Enclosure (Large), Cahermorris, Co. Galway
Co. Galway |
Enclosures
What makes the large enclosure at Cahermorris quietly melancholy is that it was thoroughly documented before it disappeared.
In September 1983, surveyors recorded a roughly D-shaped enclosure measuring approximately 85 metres north to south and 80 metres east to west, its boundary defined by a drystone wall nearly three metres wide and up to 1.7 metres high. Drystone construction, built without mortar, is among the oldest and most durable forms of walling in Ireland, and this example was described as well-preserved. Less than eight years later, in April or May of 1991, land clearance operations levelled it almost completely.
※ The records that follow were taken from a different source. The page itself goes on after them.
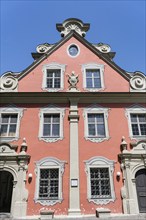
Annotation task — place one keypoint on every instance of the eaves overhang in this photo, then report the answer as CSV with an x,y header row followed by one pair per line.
x,y
65,97
87,44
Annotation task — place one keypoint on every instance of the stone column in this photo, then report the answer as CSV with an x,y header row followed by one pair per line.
x,y
74,199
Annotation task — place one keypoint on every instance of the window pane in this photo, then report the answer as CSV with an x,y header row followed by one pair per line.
x,y
142,117
101,130
5,118
49,183
135,129
12,130
91,118
13,119
100,183
143,129
56,118
89,82
46,130
47,118
100,118
55,130
3,130
97,83
133,118
91,130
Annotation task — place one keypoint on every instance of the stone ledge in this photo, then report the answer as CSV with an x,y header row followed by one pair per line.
x,y
102,213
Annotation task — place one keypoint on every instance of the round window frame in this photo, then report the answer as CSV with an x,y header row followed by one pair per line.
x,y
69,52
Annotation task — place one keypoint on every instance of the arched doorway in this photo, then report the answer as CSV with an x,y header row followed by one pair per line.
x,y
141,189
6,189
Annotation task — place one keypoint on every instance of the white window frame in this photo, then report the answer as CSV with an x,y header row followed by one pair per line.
x,y
51,109
53,66
100,162
134,109
96,109
93,66
11,110
49,163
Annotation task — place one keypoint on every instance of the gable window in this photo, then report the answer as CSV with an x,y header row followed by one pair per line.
x,y
93,77
49,184
49,172
100,183
100,188
51,123
137,121
10,123
96,127
53,78
138,124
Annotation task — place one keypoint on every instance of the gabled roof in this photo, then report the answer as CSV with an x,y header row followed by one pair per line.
x,y
104,56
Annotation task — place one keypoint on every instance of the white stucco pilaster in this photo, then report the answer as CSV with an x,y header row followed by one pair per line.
x,y
74,199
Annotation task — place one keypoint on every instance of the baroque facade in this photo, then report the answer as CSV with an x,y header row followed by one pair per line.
x,y
73,132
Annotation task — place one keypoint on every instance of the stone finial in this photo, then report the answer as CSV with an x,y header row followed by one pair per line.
x,y
73,24
23,146
123,144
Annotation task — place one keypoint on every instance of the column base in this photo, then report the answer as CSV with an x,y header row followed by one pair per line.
x,y
74,212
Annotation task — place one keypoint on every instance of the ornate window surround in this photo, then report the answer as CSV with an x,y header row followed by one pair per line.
x,y
53,66
51,109
99,110
100,162
49,163
134,109
93,66
12,109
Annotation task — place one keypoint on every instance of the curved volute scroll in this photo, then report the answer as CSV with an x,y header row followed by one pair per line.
x,y
73,24
138,82
9,82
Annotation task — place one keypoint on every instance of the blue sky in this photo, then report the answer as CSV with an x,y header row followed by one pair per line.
x,y
119,23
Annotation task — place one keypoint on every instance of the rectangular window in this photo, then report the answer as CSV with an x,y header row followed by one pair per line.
x,y
138,124
53,78
93,78
49,184
100,183
96,126
51,125
8,125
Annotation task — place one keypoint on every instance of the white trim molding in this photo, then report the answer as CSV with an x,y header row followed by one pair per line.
x,y
93,66
49,163
53,66
96,109
134,109
100,162
12,109
51,109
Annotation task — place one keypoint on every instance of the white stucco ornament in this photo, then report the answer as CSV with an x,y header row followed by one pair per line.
x,y
73,80
104,48
138,82
42,48
8,83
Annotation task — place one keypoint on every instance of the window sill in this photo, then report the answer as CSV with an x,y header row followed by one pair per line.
x,y
97,139
50,139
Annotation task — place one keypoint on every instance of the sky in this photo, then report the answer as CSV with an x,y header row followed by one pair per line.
x,y
28,23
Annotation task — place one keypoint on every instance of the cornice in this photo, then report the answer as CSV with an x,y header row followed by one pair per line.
x,y
64,97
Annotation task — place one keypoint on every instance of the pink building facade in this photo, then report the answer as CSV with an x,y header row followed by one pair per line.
x,y
73,132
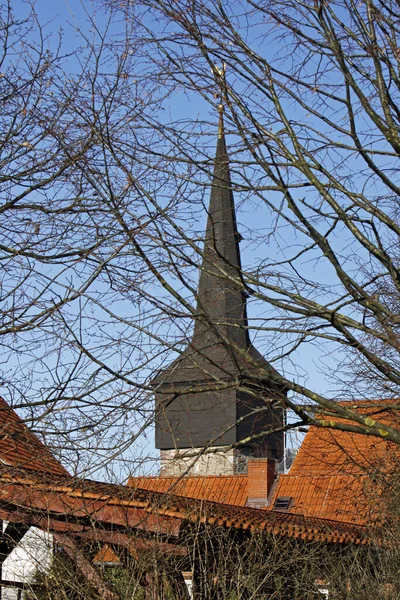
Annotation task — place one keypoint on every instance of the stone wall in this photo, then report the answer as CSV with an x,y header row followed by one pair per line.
x,y
198,461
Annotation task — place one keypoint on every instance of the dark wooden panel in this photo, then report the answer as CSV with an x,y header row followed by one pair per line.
x,y
196,420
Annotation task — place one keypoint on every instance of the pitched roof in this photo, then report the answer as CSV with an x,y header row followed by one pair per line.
x,y
330,476
85,502
226,489
19,447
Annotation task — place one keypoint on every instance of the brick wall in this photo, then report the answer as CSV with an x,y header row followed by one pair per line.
x,y
261,474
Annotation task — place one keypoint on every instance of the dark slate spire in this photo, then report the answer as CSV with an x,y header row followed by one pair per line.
x,y
220,349
221,301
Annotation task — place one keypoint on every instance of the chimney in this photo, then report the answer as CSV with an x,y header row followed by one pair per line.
x,y
261,474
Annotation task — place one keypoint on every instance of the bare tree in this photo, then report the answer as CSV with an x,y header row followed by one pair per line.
x,y
311,99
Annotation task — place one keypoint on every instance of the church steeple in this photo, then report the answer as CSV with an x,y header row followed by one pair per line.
x,y
221,301
191,412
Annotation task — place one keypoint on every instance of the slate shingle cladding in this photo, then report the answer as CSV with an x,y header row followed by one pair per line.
x,y
198,400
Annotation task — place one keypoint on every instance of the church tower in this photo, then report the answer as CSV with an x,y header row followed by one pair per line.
x,y
211,411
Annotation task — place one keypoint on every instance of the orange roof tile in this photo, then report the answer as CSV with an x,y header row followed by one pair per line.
x,y
102,504
329,478
225,489
106,555
19,447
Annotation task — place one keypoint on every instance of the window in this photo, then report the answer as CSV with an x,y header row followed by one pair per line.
x,y
283,503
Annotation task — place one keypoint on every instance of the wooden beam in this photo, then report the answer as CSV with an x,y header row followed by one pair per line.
x,y
85,566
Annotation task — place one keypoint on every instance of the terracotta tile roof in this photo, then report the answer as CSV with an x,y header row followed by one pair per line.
x,y
329,477
19,447
106,555
73,503
226,489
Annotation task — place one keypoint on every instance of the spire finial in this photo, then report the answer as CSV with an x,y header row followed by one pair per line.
x,y
219,74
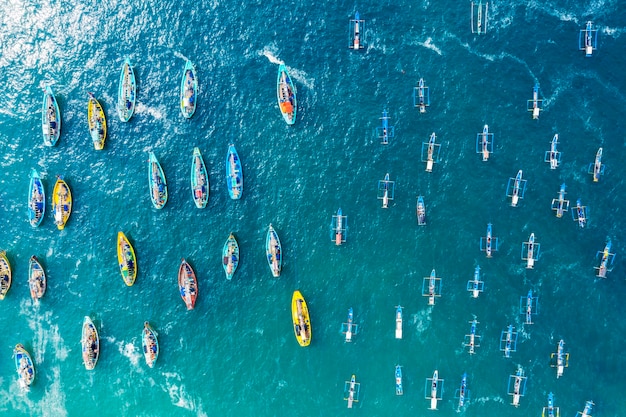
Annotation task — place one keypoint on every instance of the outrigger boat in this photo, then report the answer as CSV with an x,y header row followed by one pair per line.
x,y
508,341
234,173
286,95
61,203
126,259
431,287
529,306
157,182
489,244
36,279
199,180
97,122
36,199
478,17
301,319
484,143
553,156
230,256
338,228
351,390
516,188
386,190
188,90
530,251
588,39
187,284
596,168
559,359
126,92
384,131
421,96
433,390
476,286
606,260
50,118
472,340
560,204
24,366
349,328
356,26
430,152
517,386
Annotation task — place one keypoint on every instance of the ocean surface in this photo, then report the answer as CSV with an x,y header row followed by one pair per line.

The enclosure had attracted scholarly attention long before that. The antiquarian Thomas Johnson Westropp, who documented hundreds of monuments across Connacht and Munster in the early twentieth century, included a sketch plan of the site in 1919. He noted a gap at the north-north-east, and a slight trace of what appeared to be a mortar-built gateway at roughly the same point, suggesting a more elaborate entrance than the plain drystone wall might imply. When surveyors returned in 1983, they could find no definite surface trace of either feature. Inside the enclosure, a castle once stood, and a ringfort, the circular enclosed settlement that is one of the most common early medieval monument types in Ireland, lay just 25 metres to the north-west. The clustering of these features points to a landscape that was in continuous, layered use across many centuries. The irony is that a preservation order was made under the National Monuments Acts in 1991, the same year the monument was destroyed.